Raymond Queneau

Textes surréalistes

France   1925

Genre de texte
prose

Contexte
Texte publié initialement dans La Révolution surréaliste, no 3, 15 avril 1925, p. 5.

Texte témoin
Œuvres complètes, éd. établie par Claude Debon, Paris : Gallimard, NRF, coll. Pléiade, 1989, p. 989-990.




Un rêve surréaliste

Avec des amis à Londres

Je suis à Londres, dans une des rues les plus misérables de la ville. Je marche rapidement en me demandant comment se dit urinoir en slang. Je passe devant une gare qui me paraît être avec évidence celle de Brompton Road. Dans la rue, une femme chante en français: «C'est jeune». Je traverse ensuite un pont sur la Tamise, devenue excessivement petite et sur laquelle cependant naviguent quantité de navires d'un très fort tonnage. Des marins martiniquais hissent une barque sur le pont. L'animation est extraordinaire. Je me trouve alors, avec trois amis, J. B. P., L. P. et V. T. Ce dernier prétendant n'être pas encore assez «à sec» donne à chacun de nous un billet de cinq francs et une pièce de cinq centimes. Nous passons devant un magasin où sont exposées des antiquités orientales et des fétiches nègres. J. B. P. fait des passes magnétiques devant la vitrine en disant: «Il n'y a pas d'époque tertiaire.» Nous nous trouvons ensuite à la foire des Batignolles qui est d'ailleurs avenue de Clichy. Nous voulons entrer dans un musée anatomique, mais nous ne pouvons rien voir tant la foule est grande. Je veux acheter des bonbons, mais ce que je prenais pour des pastilles d'eucalyptus ce sont des cristaux d'un métal récemment découvert.

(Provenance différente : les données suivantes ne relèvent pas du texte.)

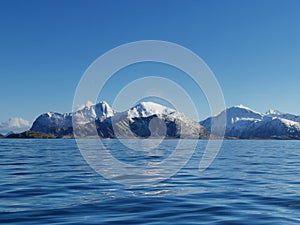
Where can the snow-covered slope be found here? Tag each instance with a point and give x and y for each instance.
(243, 122)
(146, 119)
(61, 124)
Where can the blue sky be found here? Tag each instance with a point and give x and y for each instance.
(253, 47)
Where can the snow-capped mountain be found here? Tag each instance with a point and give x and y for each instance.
(243, 122)
(146, 119)
(61, 124)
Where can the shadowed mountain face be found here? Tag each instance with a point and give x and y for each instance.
(145, 120)
(245, 123)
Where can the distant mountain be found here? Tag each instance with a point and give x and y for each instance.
(243, 122)
(30, 134)
(146, 119)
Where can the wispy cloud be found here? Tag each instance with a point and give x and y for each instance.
(14, 125)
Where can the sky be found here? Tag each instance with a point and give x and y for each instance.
(252, 47)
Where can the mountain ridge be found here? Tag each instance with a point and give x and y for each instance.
(152, 120)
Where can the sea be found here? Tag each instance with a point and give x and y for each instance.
(53, 182)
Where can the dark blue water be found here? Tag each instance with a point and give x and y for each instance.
(250, 182)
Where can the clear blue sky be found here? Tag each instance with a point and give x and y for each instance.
(252, 46)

A ce moment, P. me reproche de ne plus lui écrire; et, aussitôt, je me trouve seul dans une rue, où l'embarras des voitures est considérable. La foule crie: «Ce sont les curés qui encombrent les rues.» Cependant, je n'en vois aucun. J'essaie en vain de traverser; une femme me prend le bras et me dit : «Matrice hypercomplexe.»